Ich verwenden überwiegend Hardware der Firma Ubiquiti die sich durch einen sehr günstigen Preis und durchdachte Hardware auszeichnet.

Nach dem der DSL Anbieter den DSL Anschluss geschaltet hat können wir den Router montieren. Hier würde ich eine Fritzbox 7170 oder 3170 empfehlen und z.B. einem DSL Router der Telekom vorziehen. Die Fritzbox kann die DSL Verbindung in der Nacht kurz trennen und verlagert so die zwangsweise Trennung in eine Zeit wo der Anschluss vermutlich wenig genutzt wird.

Optional kann man nun zu Management und Monitoring zwecken die Fritzbox noch mit einem kleinen Linux Router Verbinden.

Nun geht man mit einem Patchkabel auf das Dach und montiert zum Beispiel eine NanoBridge. Dieser Router mit integrierter Antenne wird über das Patchkabel mit Strom versorgt. Die Einspeisung läuft direkt über das mitgelieferte Netzteil. Den Router gibt es in 32 und 42 cm Spiegel Durchmesser.

Alle Router konfigurieren wir nun jeweils auf der DSL Seite (die Richtung wo der DSL Anschluss liegt) als Accesspoint und auf der anderen Seite als Client.  Ein Client kann sich immer nur zu einem Accesspoint verbinden. Ein Accesspoint kann mehrere Client Verbindungen entgegennehmen. Dadurch erhalten wir eine Baum Topologie an dessen Wurzel der DSL Anschluss liegt.

Die Router werden über ein einfaches Webinterface konfiguriert. Dabei würde ich AirMax nicht verwenden und Distance fest einstellen (bei mehreren Client auf die längste Verbindung). Mit welchem Accesspoint sich ein Client verbindet wird über die SSID festgelegt. Alle Einstellungen sollten bei Client und Accespoint gleich sein.

Die Backbone Router würde ich als 5GHz Version vorsehen. Dadurch haben wir das 2,4GHz Band für eine kabellose Unterverteilung (im Haus des Teilnehmers) frei.

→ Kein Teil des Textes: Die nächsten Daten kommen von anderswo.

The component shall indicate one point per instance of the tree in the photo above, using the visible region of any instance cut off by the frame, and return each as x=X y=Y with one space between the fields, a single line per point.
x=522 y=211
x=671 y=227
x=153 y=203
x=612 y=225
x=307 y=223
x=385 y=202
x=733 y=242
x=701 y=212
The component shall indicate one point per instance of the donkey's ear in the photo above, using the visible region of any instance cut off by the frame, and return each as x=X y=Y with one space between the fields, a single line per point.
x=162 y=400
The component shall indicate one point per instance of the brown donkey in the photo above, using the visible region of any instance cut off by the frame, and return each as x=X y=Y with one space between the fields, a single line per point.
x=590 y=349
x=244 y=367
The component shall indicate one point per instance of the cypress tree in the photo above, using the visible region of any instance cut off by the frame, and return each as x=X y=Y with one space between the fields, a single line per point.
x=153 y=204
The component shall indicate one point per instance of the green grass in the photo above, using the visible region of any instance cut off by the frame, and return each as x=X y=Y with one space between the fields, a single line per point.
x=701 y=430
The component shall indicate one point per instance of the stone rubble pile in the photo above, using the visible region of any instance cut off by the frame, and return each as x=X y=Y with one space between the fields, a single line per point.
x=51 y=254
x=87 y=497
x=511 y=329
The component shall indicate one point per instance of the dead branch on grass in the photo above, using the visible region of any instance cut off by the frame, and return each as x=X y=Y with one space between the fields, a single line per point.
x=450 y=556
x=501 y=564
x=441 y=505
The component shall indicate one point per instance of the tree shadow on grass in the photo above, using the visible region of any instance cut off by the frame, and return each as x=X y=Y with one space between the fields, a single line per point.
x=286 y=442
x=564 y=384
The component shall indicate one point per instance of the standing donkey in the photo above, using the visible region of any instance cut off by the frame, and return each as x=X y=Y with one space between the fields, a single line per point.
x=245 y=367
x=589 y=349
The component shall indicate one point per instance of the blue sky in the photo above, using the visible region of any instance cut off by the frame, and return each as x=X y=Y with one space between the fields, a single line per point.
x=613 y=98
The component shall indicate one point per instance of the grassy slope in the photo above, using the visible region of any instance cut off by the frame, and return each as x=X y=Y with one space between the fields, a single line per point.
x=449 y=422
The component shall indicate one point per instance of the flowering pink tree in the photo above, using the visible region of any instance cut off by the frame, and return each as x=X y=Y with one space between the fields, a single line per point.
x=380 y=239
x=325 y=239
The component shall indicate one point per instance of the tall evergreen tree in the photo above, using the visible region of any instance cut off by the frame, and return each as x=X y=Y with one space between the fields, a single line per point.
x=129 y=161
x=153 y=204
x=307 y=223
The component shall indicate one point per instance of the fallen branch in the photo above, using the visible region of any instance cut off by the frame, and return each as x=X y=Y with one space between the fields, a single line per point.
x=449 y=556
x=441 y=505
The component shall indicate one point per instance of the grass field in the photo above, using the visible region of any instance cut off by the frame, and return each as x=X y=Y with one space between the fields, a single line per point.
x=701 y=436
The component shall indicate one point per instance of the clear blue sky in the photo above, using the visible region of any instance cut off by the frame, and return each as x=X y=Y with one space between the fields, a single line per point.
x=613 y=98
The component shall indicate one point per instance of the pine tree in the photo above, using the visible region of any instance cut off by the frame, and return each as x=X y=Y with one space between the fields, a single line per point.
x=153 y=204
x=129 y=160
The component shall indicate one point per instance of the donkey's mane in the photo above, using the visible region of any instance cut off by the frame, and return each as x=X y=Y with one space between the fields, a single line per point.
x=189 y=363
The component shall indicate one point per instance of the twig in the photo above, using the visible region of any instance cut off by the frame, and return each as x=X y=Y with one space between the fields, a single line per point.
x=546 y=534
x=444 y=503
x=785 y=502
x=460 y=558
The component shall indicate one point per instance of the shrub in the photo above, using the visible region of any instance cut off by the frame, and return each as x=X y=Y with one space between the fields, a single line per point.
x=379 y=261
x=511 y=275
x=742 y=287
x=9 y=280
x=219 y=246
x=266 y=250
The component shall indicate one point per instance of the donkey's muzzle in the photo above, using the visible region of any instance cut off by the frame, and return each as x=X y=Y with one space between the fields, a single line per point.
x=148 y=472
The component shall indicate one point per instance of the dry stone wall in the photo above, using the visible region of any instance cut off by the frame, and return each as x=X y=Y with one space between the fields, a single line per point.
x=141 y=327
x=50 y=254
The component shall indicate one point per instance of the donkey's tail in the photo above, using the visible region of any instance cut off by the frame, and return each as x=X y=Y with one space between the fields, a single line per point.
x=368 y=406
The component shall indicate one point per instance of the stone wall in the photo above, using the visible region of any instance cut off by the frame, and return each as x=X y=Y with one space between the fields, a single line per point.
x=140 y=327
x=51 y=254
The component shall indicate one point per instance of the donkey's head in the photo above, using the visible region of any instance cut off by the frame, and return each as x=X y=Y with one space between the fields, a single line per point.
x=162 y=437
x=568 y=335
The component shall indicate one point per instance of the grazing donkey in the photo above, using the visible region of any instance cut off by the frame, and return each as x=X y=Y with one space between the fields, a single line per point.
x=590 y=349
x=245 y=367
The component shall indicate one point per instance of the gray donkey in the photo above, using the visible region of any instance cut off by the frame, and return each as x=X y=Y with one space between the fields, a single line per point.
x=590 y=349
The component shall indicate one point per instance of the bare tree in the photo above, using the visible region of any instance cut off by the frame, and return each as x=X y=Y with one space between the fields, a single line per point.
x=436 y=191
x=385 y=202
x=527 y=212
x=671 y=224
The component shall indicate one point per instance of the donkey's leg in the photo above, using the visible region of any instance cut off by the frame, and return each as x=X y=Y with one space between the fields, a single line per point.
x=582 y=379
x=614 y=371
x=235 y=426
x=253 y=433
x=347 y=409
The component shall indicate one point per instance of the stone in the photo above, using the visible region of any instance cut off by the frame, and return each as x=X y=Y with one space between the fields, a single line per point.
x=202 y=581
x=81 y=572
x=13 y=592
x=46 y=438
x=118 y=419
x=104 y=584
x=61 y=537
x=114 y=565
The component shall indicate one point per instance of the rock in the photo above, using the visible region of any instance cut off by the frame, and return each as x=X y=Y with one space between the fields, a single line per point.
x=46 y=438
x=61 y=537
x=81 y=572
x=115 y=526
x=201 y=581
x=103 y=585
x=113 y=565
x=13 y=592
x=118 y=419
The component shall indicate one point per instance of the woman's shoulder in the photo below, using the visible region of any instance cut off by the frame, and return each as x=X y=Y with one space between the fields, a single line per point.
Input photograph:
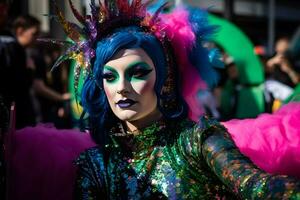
x=204 y=124
x=91 y=159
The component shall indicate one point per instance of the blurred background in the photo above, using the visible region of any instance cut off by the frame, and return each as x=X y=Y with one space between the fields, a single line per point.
x=258 y=39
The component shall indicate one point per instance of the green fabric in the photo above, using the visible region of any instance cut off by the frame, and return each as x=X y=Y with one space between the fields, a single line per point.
x=250 y=101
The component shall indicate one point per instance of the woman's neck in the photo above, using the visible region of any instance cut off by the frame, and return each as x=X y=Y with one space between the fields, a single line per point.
x=135 y=126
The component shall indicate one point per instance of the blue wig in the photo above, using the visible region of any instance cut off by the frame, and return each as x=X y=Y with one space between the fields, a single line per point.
x=94 y=100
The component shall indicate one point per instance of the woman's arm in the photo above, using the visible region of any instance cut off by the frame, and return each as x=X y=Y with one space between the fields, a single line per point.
x=239 y=173
x=89 y=180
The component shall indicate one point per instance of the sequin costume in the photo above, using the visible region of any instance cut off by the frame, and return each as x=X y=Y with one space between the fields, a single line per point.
x=176 y=160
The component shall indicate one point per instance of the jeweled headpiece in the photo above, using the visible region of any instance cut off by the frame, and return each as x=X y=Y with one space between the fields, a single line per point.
x=180 y=30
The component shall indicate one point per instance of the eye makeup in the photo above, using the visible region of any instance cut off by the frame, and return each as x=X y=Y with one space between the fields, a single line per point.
x=110 y=74
x=138 y=71
x=135 y=71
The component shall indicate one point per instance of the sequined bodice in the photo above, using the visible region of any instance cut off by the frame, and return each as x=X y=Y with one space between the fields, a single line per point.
x=157 y=164
x=175 y=160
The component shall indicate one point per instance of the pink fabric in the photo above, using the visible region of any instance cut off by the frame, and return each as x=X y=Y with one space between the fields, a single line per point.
x=271 y=141
x=40 y=162
x=179 y=30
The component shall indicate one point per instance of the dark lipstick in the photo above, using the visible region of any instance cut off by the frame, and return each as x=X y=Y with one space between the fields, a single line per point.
x=126 y=103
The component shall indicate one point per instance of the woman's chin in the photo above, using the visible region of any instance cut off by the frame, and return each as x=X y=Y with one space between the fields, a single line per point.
x=127 y=115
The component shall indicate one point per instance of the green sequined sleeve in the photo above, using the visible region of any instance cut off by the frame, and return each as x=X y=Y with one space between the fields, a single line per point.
x=238 y=172
x=88 y=185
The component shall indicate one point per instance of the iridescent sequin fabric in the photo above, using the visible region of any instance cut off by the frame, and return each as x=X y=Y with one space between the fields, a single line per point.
x=176 y=160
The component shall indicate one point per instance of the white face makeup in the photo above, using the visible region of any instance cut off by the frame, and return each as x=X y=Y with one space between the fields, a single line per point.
x=128 y=80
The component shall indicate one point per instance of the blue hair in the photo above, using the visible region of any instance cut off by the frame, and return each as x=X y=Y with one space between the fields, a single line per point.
x=94 y=100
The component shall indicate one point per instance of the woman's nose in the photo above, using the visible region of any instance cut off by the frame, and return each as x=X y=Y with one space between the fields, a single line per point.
x=123 y=86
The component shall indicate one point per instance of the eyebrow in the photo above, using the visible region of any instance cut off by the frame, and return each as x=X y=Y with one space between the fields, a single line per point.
x=107 y=67
x=137 y=63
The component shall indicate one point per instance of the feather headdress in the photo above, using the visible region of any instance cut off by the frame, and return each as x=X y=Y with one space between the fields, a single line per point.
x=182 y=30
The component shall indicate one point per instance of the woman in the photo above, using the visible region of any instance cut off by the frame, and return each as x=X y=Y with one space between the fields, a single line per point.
x=142 y=75
x=138 y=94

An Punkten wo wir das Signal auf der einen Seite Empfangen und auf der anderen wieder abgeben wollen müssen wir zwei Router montieren. Diese werden mit einem Kabel verbunden. So kann der Eine Daten empfangen während der Andere gleichzeitig die Empfangenen Daten weiter senden kann. Die Frequenzen/Kanäle der beiden Router sollten hier so weit wie möglich auseinander liegen.

Bei einem Endabnehmer würde man nun außen am Haus wieder eine NanoBridge oder auch  Nanostation montieren. Von hier geht man mit einem Patchkabel in die Wohnung. Zur kabellosen Unterverteilung würde ich hier nun einen Logilink WLAN Router einsetzen. Dieser zeichnet sich vor allem durch seinen günstigen Preis aus. Zudem verfügt er über eine WAN Port so das man Backbone Netz und privates Hausnetz trennen kann.